Qantas chief executive Alan Joyce joins Mike Hosking to discuss airfares. Video / Newstalk ZB
Qantas is cutting its former chief executive’s exit bonuses by A$9.3 million ($10.2m) after an external review found him responsible for measures alienating travellers, employees and shareholders in the Covid-19 era and beyond.
The decision marks a gloomy footnote to the 15-year reign of Alan Joyce at Australia’s dominant airline,who brought forward his retirement to last September under a cloud of lawsuits alleging unfair pandemic sackings and selling tickets to cancelled flights.
Qantas was one of Australia’s top brands for years even as Joyce leaned into controversy.
In 2011, he grounded its entire fleet over a union dispute, but the sacking of 1700 groundstaff in 2020 while collecting Covid stimulus payments, followed by a surge of flight cancellations and lost luggage once Covid border restrictions lifted, prompted analysts to warn the cost of repairing the airline’s reputation may hurt profit.
Joyce’s final compensation totalled A$21.4m ($23.5m) including bonuses, but the company said at the time it reserved the right to withhold some, pending an external review of how the airline, which sells nearly two-thirds of Australian domestic fares, was run.
Yesterday, Qantas published the review, which blamed the company’s reputational crisis on a “command and control” leadership style, and said it was cutting Joyce’s final package to just over half the original amount.
“There was too much deference to a long-tenured CEO who had endured and overcome multiple past operational and financial crises,” said the report by McKinsey & Co senior adviser Tom Saar.
“(Qantas) had a ‘command and control’ leadership style with centralised decisions and an experienced and dominant CEO,” the report added.
“This contributed to a top-down culture, which impacted empowerment and a willingness to challenge ... decisions of concern.
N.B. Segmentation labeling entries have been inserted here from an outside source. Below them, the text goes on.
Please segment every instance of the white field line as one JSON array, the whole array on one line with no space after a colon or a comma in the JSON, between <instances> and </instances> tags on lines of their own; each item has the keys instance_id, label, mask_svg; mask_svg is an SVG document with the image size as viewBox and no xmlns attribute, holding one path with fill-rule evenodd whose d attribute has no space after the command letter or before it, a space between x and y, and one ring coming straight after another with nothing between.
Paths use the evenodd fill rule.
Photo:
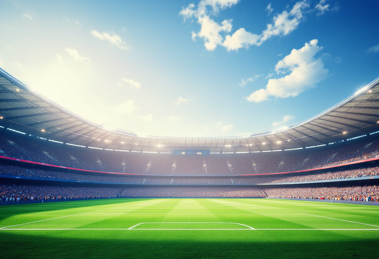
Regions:
<instances>
[{"instance_id":1,"label":"white field line","mask_svg":"<svg viewBox=\"0 0 379 259\"><path fill-rule=\"evenodd\" d=\"M188 207L187 205L160 205L158 204L149 205L148 204L144 204L145 206L161 206L162 207ZM239 205L192 205L192 207L232 207L233 206L239 206Z\"/></svg>"},{"instance_id":2,"label":"white field line","mask_svg":"<svg viewBox=\"0 0 379 259\"><path fill-rule=\"evenodd\" d=\"M184 222L188 223L188 222ZM198 223L198 222L195 222ZM378 228L2 228L1 230L379 230Z\"/></svg>"},{"instance_id":3,"label":"white field line","mask_svg":"<svg viewBox=\"0 0 379 259\"><path fill-rule=\"evenodd\" d=\"M313 214L308 214L307 213L304 213L305 214L307 215L310 215L311 216L314 216L315 217L320 217L322 218L331 218L332 219L337 220L341 220L342 221L346 221L347 222L352 222L352 223L357 223L357 224L362 224L363 225L367 225L367 226L376 226L377 228L379 228L379 226L376 226L375 225L370 225L369 224L366 224L365 223L361 223L360 222L357 222L355 221L350 221L350 220L345 220L340 219L339 218L330 218L329 217L325 217L324 216L319 216L319 215L314 215Z\"/></svg>"},{"instance_id":4,"label":"white field line","mask_svg":"<svg viewBox=\"0 0 379 259\"><path fill-rule=\"evenodd\" d=\"M124 213L91 213L88 212L86 213L80 213L80 214L164 214L166 215L175 215L175 214L184 214L184 215L230 215L230 214L236 214L236 215L305 215L304 213L171 213L168 212L167 213L145 213L145 212L126 212ZM310 215L310 214L309 214Z\"/></svg>"},{"instance_id":5,"label":"white field line","mask_svg":"<svg viewBox=\"0 0 379 259\"><path fill-rule=\"evenodd\" d=\"M73 214L71 215L67 215L66 216L62 216L61 217L57 217L55 218L47 218L47 219L42 220L37 220L37 221L33 221L32 222L28 222L27 223L23 223L22 224L19 224L17 225L13 225L13 226L8 226L6 227L3 227L2 228L0 228L0 229L4 229L6 228L10 228L13 226L21 226L21 225L25 225L26 224L30 224L31 223L35 223L36 222L39 222L41 221L45 221L45 220L50 220L55 219L55 218L64 218L66 217L70 217L70 216L74 216L75 215L78 215L81 214L83 214L83 213L78 213L77 214Z\"/></svg>"},{"instance_id":6,"label":"white field line","mask_svg":"<svg viewBox=\"0 0 379 259\"><path fill-rule=\"evenodd\" d=\"M237 225L240 225L241 226L243 226L246 227L247 227L250 228L250 229L254 229L254 228L252 228L249 226L247 226L247 225L245 225L243 224L241 224L240 223L235 223L234 222L144 222L143 223L139 223L137 224L136 225L135 225L129 228L128 229L133 229L134 227L138 226L139 225L141 225L143 224L182 224L182 223L209 223L209 224L235 224ZM226 229L234 229L234 228L228 228Z\"/></svg>"}]
</instances>

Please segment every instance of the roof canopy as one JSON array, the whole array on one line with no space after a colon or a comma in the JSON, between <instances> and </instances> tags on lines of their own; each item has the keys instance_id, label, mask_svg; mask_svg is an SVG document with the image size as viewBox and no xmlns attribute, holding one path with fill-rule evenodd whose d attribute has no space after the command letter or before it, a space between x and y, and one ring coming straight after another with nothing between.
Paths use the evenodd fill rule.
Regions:
<instances>
[{"instance_id":1,"label":"roof canopy","mask_svg":"<svg viewBox=\"0 0 379 259\"><path fill-rule=\"evenodd\" d=\"M135 151L174 149L211 152L275 150L316 146L379 131L379 78L345 100L288 129L248 138L141 137L92 123L44 97L0 69L0 125L86 147Z\"/></svg>"}]
</instances>

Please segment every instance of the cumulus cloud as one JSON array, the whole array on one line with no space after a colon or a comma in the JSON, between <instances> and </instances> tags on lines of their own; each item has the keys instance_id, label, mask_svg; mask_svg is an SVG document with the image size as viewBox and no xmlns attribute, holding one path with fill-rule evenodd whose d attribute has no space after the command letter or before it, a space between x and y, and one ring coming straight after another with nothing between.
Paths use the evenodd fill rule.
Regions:
<instances>
[{"instance_id":1,"label":"cumulus cloud","mask_svg":"<svg viewBox=\"0 0 379 259\"><path fill-rule=\"evenodd\" d=\"M278 74L290 72L290 74L277 79L269 79L265 89L255 91L246 100L257 103L268 100L271 96L280 98L294 97L315 87L329 72L324 68L321 59L315 58L322 49L318 43L317 39L312 40L300 49L292 50L291 54L279 61L275 66Z\"/></svg>"},{"instance_id":2,"label":"cumulus cloud","mask_svg":"<svg viewBox=\"0 0 379 259\"><path fill-rule=\"evenodd\" d=\"M268 13L268 15L270 15L271 13L273 12L274 11L274 8L271 7L271 3L268 4L267 7L266 8L266 10L267 11L267 12Z\"/></svg>"},{"instance_id":3,"label":"cumulus cloud","mask_svg":"<svg viewBox=\"0 0 379 259\"><path fill-rule=\"evenodd\" d=\"M136 109L134 100L127 100L116 106L117 109L121 113L130 113Z\"/></svg>"},{"instance_id":4,"label":"cumulus cloud","mask_svg":"<svg viewBox=\"0 0 379 259\"><path fill-rule=\"evenodd\" d=\"M138 82L136 82L133 79L122 78L121 79L121 81L128 84L130 87L134 87L135 88L137 89L141 88L141 84ZM121 84L121 85L122 86L122 85Z\"/></svg>"},{"instance_id":5,"label":"cumulus cloud","mask_svg":"<svg viewBox=\"0 0 379 259\"><path fill-rule=\"evenodd\" d=\"M283 11L274 17L272 23L267 25L267 28L263 31L259 39L258 45L273 36L285 36L296 28L303 18L304 9L309 5L305 0L298 2L289 12Z\"/></svg>"},{"instance_id":6,"label":"cumulus cloud","mask_svg":"<svg viewBox=\"0 0 379 259\"><path fill-rule=\"evenodd\" d=\"M174 103L177 105L179 105L181 103L186 103L188 104L190 103L191 101L191 99L185 99L181 96L179 96L176 99L176 101L174 101Z\"/></svg>"},{"instance_id":7,"label":"cumulus cloud","mask_svg":"<svg viewBox=\"0 0 379 259\"><path fill-rule=\"evenodd\" d=\"M222 46L230 50L238 50L241 48L248 48L251 45L258 45L260 38L259 35L246 31L244 28L238 29L231 36L227 35L222 43Z\"/></svg>"},{"instance_id":8,"label":"cumulus cloud","mask_svg":"<svg viewBox=\"0 0 379 259\"><path fill-rule=\"evenodd\" d=\"M182 118L180 117L177 117L175 116L170 116L167 119L167 120L169 122L178 122L182 120Z\"/></svg>"},{"instance_id":9,"label":"cumulus cloud","mask_svg":"<svg viewBox=\"0 0 379 259\"><path fill-rule=\"evenodd\" d=\"M128 48L126 44L122 41L120 36L114 33L102 32L100 33L97 31L93 30L91 31L91 33L100 40L106 41L119 48L125 50Z\"/></svg>"},{"instance_id":10,"label":"cumulus cloud","mask_svg":"<svg viewBox=\"0 0 379 259\"><path fill-rule=\"evenodd\" d=\"M59 53L55 56L56 57L56 61L58 63L63 63L63 59L62 58L62 56Z\"/></svg>"},{"instance_id":11,"label":"cumulus cloud","mask_svg":"<svg viewBox=\"0 0 379 259\"><path fill-rule=\"evenodd\" d=\"M322 15L328 11L338 10L338 7L337 6L331 8L330 5L326 3L326 0L321 0L315 6L315 9L317 11L317 15Z\"/></svg>"},{"instance_id":12,"label":"cumulus cloud","mask_svg":"<svg viewBox=\"0 0 379 259\"><path fill-rule=\"evenodd\" d=\"M223 132L228 131L229 130L233 128L233 126L234 126L233 124L224 125L224 123L222 122L217 122L216 124L218 126L221 128L221 131Z\"/></svg>"},{"instance_id":13,"label":"cumulus cloud","mask_svg":"<svg viewBox=\"0 0 379 259\"><path fill-rule=\"evenodd\" d=\"M22 15L22 17L25 17L25 18L29 18L30 20L33 20L33 19L32 19L31 17L28 14L23 14Z\"/></svg>"},{"instance_id":14,"label":"cumulus cloud","mask_svg":"<svg viewBox=\"0 0 379 259\"><path fill-rule=\"evenodd\" d=\"M267 76L265 78L265 79L267 79L267 78L269 78L269 77L271 77L273 75L274 75L274 73L268 73L268 75L267 75Z\"/></svg>"},{"instance_id":15,"label":"cumulus cloud","mask_svg":"<svg viewBox=\"0 0 379 259\"><path fill-rule=\"evenodd\" d=\"M379 51L379 44L375 45L375 46L373 46L367 50L367 52L374 52L374 53L376 53L378 51Z\"/></svg>"},{"instance_id":16,"label":"cumulus cloud","mask_svg":"<svg viewBox=\"0 0 379 259\"><path fill-rule=\"evenodd\" d=\"M197 7L191 3L187 7L183 8L179 14L185 21L194 17L200 25L198 33L194 31L191 33L193 40L196 41L197 37L202 38L204 45L208 50L213 50L220 45L230 51L247 48L252 45L259 46L273 36L288 34L296 29L303 17L305 9L309 7L306 0L298 2L289 12L285 10L274 16L273 23L267 24L266 30L260 34L252 33L242 28L232 35L226 35L224 39L221 34L232 31L232 20L224 20L219 23L211 18L211 16L216 16L220 10L230 8L238 2L239 0L201 0ZM269 15L273 11L271 3L266 10Z\"/></svg>"},{"instance_id":17,"label":"cumulus cloud","mask_svg":"<svg viewBox=\"0 0 379 259\"><path fill-rule=\"evenodd\" d=\"M88 63L91 62L91 61L89 58L85 57L84 56L80 56L79 55L79 52L73 48L65 48L64 49L70 56L74 58L75 61L88 62Z\"/></svg>"},{"instance_id":18,"label":"cumulus cloud","mask_svg":"<svg viewBox=\"0 0 379 259\"><path fill-rule=\"evenodd\" d=\"M247 83L249 82L252 82L255 80L256 79L258 78L259 77L259 75L256 75L254 77L251 77L248 78L246 80L245 80L245 78L243 78L241 80L241 83L240 83L239 85L240 86L244 86L246 84L247 84Z\"/></svg>"},{"instance_id":19,"label":"cumulus cloud","mask_svg":"<svg viewBox=\"0 0 379 259\"><path fill-rule=\"evenodd\" d=\"M147 114L146 116L141 115L139 116L143 119L147 121L151 121L153 120L153 115L152 114Z\"/></svg>"},{"instance_id":20,"label":"cumulus cloud","mask_svg":"<svg viewBox=\"0 0 379 259\"><path fill-rule=\"evenodd\" d=\"M204 45L208 50L213 50L218 45L221 45L223 40L220 33L230 32L232 30L232 19L224 20L221 23L215 22L210 16L208 7L210 8L210 12L217 15L221 9L232 6L239 0L202 0L197 8L193 3L183 8L179 14L185 21L186 19L194 17L200 25L200 31L197 33L191 33L192 39L195 40L199 37L204 40Z\"/></svg>"},{"instance_id":21,"label":"cumulus cloud","mask_svg":"<svg viewBox=\"0 0 379 259\"><path fill-rule=\"evenodd\" d=\"M294 117L293 116L291 116L289 114L287 114L287 115L285 115L283 116L283 119L281 122L274 122L273 123L273 126L274 127L277 127L280 125L283 125L283 124L285 123L286 122L288 122L290 120L293 119Z\"/></svg>"}]
</instances>

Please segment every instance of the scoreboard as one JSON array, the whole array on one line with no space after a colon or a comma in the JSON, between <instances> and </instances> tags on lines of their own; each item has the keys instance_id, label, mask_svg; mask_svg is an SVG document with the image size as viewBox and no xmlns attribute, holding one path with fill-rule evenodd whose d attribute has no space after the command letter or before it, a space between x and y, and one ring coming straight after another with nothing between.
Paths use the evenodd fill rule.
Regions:
<instances>
[{"instance_id":1,"label":"scoreboard","mask_svg":"<svg viewBox=\"0 0 379 259\"><path fill-rule=\"evenodd\" d=\"M174 149L173 154L182 155L209 154L210 151L209 149Z\"/></svg>"}]
</instances>

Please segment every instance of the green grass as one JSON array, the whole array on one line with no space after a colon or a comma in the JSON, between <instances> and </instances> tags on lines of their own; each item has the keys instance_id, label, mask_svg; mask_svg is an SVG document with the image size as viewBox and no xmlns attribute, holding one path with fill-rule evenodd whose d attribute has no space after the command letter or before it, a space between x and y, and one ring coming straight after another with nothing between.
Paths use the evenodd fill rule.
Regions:
<instances>
[{"instance_id":1,"label":"green grass","mask_svg":"<svg viewBox=\"0 0 379 259\"><path fill-rule=\"evenodd\" d=\"M269 199L2 206L0 258L377 258L376 226L378 206Z\"/></svg>"}]
</instances>

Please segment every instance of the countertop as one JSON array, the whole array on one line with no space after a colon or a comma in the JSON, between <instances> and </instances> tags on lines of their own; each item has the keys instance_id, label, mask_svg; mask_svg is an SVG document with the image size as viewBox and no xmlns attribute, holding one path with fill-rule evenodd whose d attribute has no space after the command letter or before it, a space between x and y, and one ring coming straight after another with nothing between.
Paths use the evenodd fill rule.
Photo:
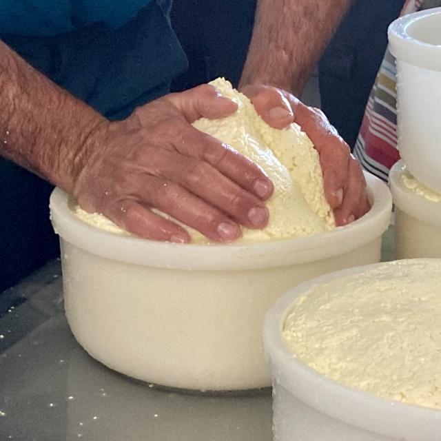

That cultural characteristic underpinned some of the events that affected the group’s reputation.”
The Qantas board had “limited visibility or appreciation of the manifestation of this cultural characteristic”, the report noted, adding that the company had already replaced some directors and top managers.
The company was also re-setting its relationships with external stakeholders, the report said, in light of an “adversarial approach to engagement” under Joyce.
And the airline had brought in a stricter internal approval process for chief executive share sales, the report said, noting Joyce’s sale of A$17m ($18.7m) of Qantas shares in June 2023, a few months before his scheduled retirement, contributed to a loss of trust among stakeholders.
Qantas agreed in May to pay A$120 million ($132m) to settle a regulator lawsuit over the sale of thousands of tickets on already cancelled flights.